Elle ne les traite pas encore à ce stade mais ce qu’on aimerait faire à l’avenir, c’est permettre à Zyl de dire : « Vous avez tant de photos qui sont inutiles », par exemple avec un ticket de caisse photographié pour en faire une note de frais. On veut détecter tout ça pour montrer ces captures sur une poubelle temporaire et pouvoir supprimer 50 photos d’un coup.
Le but n’est pas de battre Apple ou Google mais simplement d’être la meilleure alternative
On espère aussi aller plus loin en permettant de détecter les tickets Ikea, notamment : en cliquant sur la photo, on arriverait directement sur la page du produit. Et faire pareil avec les notes de frais : vous paramétrez votre Dropbox sur votre dossier Notes de frais et dès que vous prenez en photo un ticket de caisse, ça les envoie dessus.

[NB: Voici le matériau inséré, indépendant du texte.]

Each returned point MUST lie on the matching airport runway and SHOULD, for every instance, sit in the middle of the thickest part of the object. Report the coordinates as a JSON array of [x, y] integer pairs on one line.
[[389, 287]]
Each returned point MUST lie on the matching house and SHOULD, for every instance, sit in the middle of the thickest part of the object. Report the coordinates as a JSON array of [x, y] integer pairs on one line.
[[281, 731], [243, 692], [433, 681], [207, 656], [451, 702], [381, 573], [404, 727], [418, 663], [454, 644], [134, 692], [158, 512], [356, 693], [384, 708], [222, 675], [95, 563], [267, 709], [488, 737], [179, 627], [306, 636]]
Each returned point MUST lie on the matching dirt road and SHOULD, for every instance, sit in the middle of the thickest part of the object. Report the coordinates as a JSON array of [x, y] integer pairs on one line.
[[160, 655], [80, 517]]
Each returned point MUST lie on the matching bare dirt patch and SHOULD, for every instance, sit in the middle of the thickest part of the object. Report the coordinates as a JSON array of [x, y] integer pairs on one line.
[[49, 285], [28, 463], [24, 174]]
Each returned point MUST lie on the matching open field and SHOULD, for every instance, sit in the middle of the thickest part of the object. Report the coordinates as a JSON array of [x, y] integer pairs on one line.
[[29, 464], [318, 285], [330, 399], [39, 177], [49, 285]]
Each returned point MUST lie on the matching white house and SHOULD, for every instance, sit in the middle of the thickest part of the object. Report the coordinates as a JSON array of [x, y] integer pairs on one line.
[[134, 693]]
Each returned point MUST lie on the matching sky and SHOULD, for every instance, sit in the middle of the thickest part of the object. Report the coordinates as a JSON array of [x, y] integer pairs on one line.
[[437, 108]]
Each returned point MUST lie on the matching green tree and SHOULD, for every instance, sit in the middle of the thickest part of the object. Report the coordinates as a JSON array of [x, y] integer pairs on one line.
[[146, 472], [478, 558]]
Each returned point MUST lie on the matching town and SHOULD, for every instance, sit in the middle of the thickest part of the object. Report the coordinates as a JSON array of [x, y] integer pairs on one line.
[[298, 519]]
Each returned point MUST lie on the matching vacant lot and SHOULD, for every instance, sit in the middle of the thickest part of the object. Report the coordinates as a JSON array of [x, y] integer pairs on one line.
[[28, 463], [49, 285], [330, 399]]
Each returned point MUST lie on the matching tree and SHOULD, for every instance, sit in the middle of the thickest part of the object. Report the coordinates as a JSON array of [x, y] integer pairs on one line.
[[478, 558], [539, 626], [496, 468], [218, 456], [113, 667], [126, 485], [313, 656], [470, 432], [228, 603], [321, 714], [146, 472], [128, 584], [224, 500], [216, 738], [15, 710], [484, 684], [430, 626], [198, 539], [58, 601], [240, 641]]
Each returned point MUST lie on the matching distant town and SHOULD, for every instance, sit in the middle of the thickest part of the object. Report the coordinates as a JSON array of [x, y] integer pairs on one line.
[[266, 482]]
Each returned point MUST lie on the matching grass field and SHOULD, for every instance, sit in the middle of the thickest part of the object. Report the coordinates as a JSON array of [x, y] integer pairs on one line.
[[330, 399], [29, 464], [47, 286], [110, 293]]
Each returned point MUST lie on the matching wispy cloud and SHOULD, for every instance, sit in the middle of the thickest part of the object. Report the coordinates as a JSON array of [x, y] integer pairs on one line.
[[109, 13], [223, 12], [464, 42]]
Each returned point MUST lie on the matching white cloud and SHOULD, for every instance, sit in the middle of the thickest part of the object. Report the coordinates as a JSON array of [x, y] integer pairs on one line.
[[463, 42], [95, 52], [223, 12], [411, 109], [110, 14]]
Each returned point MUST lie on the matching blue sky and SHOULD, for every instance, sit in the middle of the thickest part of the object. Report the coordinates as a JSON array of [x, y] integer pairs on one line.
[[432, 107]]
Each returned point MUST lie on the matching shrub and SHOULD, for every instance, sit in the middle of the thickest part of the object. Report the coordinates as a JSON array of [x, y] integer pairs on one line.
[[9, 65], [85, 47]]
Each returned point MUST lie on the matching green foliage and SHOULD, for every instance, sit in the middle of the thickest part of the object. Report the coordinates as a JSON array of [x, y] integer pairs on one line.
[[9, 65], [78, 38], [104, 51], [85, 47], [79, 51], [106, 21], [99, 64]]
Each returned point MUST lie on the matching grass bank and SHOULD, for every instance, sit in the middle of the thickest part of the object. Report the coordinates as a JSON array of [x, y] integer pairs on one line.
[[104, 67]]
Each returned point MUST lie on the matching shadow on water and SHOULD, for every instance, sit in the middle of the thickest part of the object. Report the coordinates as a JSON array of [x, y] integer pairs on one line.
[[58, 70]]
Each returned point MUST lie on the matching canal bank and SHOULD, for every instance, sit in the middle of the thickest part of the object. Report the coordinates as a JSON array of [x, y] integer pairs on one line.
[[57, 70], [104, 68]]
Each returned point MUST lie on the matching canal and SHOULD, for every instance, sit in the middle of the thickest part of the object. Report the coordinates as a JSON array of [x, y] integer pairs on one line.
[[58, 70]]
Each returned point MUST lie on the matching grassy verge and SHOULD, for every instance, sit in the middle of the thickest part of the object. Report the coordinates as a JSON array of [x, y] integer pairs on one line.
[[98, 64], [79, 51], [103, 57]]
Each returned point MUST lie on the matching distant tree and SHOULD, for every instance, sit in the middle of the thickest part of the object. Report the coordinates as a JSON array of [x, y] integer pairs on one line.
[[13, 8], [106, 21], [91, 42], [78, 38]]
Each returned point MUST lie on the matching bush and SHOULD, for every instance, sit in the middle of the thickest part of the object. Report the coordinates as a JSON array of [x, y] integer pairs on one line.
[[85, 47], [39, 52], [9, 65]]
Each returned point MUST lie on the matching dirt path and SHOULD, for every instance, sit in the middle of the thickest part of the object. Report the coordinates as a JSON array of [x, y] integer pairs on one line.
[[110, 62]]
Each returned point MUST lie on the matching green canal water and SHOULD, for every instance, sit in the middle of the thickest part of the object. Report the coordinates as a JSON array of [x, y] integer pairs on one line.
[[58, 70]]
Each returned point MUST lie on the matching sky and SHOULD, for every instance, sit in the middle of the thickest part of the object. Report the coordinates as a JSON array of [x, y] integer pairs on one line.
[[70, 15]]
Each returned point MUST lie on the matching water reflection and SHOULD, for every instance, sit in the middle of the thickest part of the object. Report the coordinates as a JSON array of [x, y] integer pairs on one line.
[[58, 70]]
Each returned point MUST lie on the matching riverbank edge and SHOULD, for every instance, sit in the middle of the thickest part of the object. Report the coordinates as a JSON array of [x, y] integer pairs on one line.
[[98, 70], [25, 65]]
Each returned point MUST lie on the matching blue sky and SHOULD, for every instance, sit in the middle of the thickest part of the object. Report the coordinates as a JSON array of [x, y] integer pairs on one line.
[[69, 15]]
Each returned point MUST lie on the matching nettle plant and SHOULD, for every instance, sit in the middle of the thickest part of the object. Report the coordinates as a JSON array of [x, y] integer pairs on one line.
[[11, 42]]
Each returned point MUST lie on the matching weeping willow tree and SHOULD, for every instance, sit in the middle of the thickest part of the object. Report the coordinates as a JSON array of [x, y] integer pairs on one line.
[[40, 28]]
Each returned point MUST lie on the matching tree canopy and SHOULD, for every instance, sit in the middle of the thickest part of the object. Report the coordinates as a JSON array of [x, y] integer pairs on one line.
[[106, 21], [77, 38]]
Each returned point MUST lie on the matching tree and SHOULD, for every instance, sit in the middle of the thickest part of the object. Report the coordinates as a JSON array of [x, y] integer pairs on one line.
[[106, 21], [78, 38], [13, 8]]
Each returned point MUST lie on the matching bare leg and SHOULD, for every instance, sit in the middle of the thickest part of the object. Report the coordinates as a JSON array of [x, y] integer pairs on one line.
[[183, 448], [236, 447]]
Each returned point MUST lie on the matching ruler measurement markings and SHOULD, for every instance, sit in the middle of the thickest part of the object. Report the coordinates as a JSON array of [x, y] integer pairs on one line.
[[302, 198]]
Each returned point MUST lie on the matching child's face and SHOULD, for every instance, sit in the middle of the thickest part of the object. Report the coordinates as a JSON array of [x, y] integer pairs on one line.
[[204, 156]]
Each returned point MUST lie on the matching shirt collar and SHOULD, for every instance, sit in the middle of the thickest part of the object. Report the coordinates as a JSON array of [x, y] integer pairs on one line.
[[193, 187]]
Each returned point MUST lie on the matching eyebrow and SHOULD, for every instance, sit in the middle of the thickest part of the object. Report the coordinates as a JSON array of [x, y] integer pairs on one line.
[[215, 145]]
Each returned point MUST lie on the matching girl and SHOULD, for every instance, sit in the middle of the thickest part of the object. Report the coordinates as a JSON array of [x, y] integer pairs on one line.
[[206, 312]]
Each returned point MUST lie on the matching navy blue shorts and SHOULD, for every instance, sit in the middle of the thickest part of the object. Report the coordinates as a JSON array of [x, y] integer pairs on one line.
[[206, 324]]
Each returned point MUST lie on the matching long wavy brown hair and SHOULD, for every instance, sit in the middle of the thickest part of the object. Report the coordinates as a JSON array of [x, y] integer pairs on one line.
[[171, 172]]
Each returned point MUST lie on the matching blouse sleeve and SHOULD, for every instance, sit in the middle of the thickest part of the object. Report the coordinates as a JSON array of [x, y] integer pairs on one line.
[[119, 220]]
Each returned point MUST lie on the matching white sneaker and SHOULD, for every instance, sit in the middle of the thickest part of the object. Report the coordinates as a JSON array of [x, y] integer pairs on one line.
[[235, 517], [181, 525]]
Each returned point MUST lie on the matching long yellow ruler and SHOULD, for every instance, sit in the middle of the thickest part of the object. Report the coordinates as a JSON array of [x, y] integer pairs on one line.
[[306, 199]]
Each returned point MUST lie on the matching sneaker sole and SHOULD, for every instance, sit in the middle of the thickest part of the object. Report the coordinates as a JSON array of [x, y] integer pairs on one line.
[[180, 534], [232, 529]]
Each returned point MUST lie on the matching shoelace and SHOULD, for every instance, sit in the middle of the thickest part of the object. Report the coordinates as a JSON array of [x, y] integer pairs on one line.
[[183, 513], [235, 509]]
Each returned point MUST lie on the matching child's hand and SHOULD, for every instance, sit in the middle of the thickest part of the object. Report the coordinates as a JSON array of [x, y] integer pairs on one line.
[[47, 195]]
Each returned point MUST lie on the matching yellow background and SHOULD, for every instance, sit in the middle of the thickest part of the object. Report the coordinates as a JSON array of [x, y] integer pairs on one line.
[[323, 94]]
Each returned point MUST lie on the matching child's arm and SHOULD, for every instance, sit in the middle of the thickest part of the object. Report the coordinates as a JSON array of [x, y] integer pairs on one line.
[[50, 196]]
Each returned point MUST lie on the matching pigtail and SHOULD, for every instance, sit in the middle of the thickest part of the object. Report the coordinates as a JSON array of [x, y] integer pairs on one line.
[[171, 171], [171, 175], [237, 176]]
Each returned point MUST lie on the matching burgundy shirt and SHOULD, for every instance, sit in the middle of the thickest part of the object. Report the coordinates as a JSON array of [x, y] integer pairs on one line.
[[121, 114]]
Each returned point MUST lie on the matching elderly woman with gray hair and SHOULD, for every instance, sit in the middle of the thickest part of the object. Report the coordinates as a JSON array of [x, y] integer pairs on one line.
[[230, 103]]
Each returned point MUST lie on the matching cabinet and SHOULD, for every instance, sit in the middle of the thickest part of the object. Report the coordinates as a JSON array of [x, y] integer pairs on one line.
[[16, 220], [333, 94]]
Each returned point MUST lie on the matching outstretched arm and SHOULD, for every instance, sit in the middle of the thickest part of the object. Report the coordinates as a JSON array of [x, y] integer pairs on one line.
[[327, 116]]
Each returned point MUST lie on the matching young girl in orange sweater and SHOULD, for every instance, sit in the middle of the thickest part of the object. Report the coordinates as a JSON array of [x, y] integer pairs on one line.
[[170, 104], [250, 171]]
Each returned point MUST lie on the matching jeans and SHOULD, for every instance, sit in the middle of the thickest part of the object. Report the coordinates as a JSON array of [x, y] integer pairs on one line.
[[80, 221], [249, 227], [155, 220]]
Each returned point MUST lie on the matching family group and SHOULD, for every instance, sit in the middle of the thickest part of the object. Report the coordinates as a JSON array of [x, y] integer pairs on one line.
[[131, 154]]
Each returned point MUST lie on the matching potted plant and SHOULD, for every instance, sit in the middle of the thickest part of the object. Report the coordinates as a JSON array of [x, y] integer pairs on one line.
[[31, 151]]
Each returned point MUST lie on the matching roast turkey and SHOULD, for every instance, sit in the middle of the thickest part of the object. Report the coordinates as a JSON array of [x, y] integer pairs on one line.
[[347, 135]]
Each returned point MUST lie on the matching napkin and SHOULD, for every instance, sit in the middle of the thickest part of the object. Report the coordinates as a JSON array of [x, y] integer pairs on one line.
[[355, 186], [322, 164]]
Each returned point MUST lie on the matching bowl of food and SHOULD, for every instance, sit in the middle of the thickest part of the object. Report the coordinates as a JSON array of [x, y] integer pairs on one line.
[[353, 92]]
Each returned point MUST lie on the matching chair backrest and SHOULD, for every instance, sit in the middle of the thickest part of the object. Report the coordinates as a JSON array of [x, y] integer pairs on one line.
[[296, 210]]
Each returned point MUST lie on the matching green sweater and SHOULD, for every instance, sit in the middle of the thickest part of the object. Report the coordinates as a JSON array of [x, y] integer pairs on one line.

Sur quoi repose votre modèle économique ?
On en a plusieurs. Le premier, c’est un achat dans l’appli : on permet à nos utilisateurs d’imprimer des photos de leurs albums et de se les faire envoyer directement chez eux. C’est un service assuré par un partenaire, Cheerz, qui prend une commission là-dessus.
Le deuxième business-model, c’est l’événementiel : on propose notre solution à des entreprises et des organisateurs d’événement pour que les participants regroupent leurs photos. C’était le cas par exemple au Web2Day avec l’équipe interne : pour fédérer l’équipe, chacun mettait des photos de telle ou telle scène, de ce qui se passait à un endroit et à un moment précis, etc. Ça crée une cohésion, une communauté fermée — parce que privée — mais ouverte. On vend donc cette solution : l’accès à un back-office pour gérer les photos, les albums, les commentaires tandis que les utilisateurs finaux de l’événement, eux, utilisent la version du store.
Troisième élément : on se focalise actuellement sur la partie « souvenirs » des entreprises. Quand elles organisent des événements, du team-building, comme un escape game, elles ne centralisent pas forcément ces photos. Du coup, quand une nouvelle recrue arrive, comment leur montrer ces photos et ce qui s’est passé avant ? On veut devenir la première plateforme d’agrégation du souvenir dans les entreprises, connectée à Slack, qui envoie, toutes les semaines ou à un autre rythme, des photos pour montrer ce qui s’est passé.
Enfin, notre dernier business-model, c’est de vendre notre technologie à des constructeurs de mobile et des opérateurs.
En plus d’un an d’existence, quels sont les principaux retours des utilisateurs ?
La fonctionnalité la plus populaire reste celle des doublons, car elle libère beaucoup d’espace. Nos béta-testeurs, eux, nous ont dit que les souvenirs restaient la meilleure option, pour tirer profit de ces souvenirs inexploités.
Maintenant, il faut accélérer. On a enregistré plus de 200 000 téléchargements en un an, et l’idée c’est d’être beaucoup plus fort. On va être aidé par de grosses entreprises. Notre objectif est d’atteindre le million de téléchargements en fin d’année 2017 ou au premier trimestre 2018.
Comment s’assurer que le concept de Zyl ne va pas être copié, notamment après avoir refusé des propositions de rachat ?
À cause du retard accumulé. Si une entreprise veut faire ce qu’on fait, c’est bien plus malin pour elle de venir nous racheter avec une proposition intéressante plutôt que de se lancer de zéro. Ils ont un retard énorme sur nous, ils n’ont pas la vision qu’on a, ni les ressources internes. On a mis du temps à recruter cette équipe de 15 personnes, les chercheurs en deep learning… Et des bons ! On a fait 220 entretiens pour recruter 7 personnes.
Ça prend du temps et les personnes qui veulent nous copier n’ont pas intérêt à le faire. La preuve : ils viennent nous voir directement.
Et à terme, que ferez-vous si Facebook ou un autre grand géant de la tech vient frapper à votre porte ?
On regarde toujours. On veut vraiment devenir le Telegram de la gestion photo : c’est un WhatsApp complètement sécurisé. Maintenant, c’est vrai que WhatsApp est sécurisé aussi, mais l’idée, comme je le disais, est d’être une alternative aux grands noms. Je nous vois bien exister comme ça longtemps.
Cela dit, comme toute startup ou tout entrepreneur, quand on tape à votre porte avec une super proposition… on ne refuse pas toujours.